United States - OHCHR Call for Inputs - Death Penalty - March 2025
Country: United States of America
Issues: Death Penalty
Mechanism: UN Office of the High Commissioner for Human Rights
Report Type: Call for Inputs
In 2024, authorities in the United States exonerated three men from death row, bringing the total number of death row exonerations to 200 since 1973.
Juries and courts had wrongfully convicted and sentenced to death Daniel Gwynn, Kerry Max Cook, and Larry Roberts, and they spent 29, 46, and 41 years incarcerated, respectively, before their exonerations.
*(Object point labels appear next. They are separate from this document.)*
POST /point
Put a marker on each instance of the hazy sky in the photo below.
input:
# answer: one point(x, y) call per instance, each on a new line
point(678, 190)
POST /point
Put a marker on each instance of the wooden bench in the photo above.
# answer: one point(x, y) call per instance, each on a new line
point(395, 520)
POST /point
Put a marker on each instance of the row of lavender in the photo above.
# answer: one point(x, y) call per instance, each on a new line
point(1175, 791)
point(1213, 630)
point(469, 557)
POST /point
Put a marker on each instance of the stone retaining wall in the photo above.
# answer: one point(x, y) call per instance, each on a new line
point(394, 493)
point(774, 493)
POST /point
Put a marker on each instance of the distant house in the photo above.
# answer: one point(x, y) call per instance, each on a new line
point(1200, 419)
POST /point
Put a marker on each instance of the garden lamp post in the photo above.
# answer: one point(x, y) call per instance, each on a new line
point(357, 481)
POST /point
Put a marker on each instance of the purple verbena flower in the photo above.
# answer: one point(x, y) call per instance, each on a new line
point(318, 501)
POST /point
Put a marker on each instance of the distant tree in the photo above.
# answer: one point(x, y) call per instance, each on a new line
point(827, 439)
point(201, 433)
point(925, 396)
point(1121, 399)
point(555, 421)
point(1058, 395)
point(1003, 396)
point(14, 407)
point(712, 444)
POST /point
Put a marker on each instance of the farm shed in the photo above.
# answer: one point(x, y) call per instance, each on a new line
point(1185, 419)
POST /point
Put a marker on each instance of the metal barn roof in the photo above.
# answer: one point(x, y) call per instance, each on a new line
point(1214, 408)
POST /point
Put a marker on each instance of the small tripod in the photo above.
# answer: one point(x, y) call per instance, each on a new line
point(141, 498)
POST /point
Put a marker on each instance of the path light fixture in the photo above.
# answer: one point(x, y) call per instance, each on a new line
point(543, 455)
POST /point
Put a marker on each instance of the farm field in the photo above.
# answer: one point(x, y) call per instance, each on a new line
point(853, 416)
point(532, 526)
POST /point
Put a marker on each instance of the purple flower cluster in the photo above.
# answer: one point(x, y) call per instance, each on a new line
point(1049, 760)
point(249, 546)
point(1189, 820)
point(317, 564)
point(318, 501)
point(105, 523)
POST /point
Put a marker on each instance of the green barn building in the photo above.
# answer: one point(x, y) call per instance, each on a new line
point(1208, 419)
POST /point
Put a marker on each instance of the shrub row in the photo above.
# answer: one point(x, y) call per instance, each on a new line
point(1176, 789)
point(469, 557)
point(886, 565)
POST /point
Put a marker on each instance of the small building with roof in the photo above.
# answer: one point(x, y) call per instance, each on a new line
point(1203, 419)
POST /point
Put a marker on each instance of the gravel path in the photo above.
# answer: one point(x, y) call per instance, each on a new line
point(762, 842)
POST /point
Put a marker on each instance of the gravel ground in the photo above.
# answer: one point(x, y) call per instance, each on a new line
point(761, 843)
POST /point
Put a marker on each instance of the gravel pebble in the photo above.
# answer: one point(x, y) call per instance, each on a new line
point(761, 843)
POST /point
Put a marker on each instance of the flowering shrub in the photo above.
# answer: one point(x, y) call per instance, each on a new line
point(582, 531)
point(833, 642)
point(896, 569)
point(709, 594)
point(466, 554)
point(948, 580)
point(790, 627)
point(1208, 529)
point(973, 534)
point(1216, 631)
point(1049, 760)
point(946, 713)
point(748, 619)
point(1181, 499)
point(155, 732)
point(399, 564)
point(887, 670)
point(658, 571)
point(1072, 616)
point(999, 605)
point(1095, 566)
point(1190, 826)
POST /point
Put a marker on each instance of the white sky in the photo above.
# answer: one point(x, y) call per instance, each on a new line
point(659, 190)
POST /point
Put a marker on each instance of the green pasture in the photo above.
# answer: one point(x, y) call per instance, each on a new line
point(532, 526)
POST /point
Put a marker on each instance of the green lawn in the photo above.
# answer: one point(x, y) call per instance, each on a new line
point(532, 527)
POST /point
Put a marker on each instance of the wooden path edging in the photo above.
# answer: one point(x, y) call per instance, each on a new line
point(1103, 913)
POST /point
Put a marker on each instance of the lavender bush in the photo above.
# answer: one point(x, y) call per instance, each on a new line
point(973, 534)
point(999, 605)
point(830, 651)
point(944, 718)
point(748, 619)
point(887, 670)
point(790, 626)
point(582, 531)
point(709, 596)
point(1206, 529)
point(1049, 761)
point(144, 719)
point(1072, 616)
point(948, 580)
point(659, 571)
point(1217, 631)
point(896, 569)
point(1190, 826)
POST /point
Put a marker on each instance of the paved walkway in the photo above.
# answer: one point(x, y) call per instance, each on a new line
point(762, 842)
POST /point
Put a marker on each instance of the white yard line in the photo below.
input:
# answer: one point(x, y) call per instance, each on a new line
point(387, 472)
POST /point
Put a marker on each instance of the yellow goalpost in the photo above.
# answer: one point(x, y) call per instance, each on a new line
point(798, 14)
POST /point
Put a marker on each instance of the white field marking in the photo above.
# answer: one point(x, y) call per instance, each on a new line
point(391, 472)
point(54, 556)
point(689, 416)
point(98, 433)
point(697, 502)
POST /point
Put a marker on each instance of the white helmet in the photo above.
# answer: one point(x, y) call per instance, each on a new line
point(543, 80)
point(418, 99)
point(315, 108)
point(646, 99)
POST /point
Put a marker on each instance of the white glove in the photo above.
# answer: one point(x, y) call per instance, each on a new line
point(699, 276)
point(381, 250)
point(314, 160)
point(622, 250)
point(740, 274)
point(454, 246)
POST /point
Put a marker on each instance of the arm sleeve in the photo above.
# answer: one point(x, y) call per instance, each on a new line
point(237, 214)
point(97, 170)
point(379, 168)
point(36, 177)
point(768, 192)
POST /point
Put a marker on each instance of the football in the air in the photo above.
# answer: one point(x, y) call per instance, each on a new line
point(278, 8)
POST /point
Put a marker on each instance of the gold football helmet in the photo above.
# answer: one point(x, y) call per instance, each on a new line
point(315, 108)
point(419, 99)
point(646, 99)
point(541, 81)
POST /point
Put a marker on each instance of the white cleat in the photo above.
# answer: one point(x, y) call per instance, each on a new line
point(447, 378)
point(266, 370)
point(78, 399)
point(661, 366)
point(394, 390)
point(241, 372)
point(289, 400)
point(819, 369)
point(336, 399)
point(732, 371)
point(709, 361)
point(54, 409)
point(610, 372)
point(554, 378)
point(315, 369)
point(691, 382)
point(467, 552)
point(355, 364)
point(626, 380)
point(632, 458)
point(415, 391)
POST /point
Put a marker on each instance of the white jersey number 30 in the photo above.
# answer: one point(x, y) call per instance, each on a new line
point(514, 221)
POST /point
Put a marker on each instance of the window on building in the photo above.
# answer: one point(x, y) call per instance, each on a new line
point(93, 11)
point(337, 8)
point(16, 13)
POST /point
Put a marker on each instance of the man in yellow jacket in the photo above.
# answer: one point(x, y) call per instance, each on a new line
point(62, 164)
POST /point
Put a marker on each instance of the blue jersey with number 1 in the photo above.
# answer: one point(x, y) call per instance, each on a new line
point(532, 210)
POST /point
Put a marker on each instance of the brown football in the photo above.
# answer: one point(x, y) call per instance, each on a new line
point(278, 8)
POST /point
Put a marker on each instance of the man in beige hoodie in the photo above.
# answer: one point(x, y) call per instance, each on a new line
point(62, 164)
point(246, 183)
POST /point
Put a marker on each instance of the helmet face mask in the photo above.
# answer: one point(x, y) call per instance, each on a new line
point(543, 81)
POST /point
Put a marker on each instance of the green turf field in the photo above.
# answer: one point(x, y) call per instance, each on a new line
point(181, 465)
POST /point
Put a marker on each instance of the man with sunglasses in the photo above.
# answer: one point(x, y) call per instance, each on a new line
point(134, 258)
Despite a collective 116 years of wrongful incarceration and time on death row, these three people, like many other death row exonerees, may never receive any state or federal compensation due to restrictive or non-existent compensation laws. And despite their innocence, death row exonerees like these three individuals have criminal records related to their false conviction that may never be cleared. At their release, the majority of death row exonerees have no money, housing, transportation, healthcare, or insurance.
At present, legislation, programs by public-private partnerships, and other initiatives to bring death row exonerees justice—including compensation, record relief, and support toward rebuilding their lives—are limited in scope, capacity, and efficacy.
This report includes policy and legislative reform recommendations that would provide all death row
exonerees with access to basic human rights and justice after release.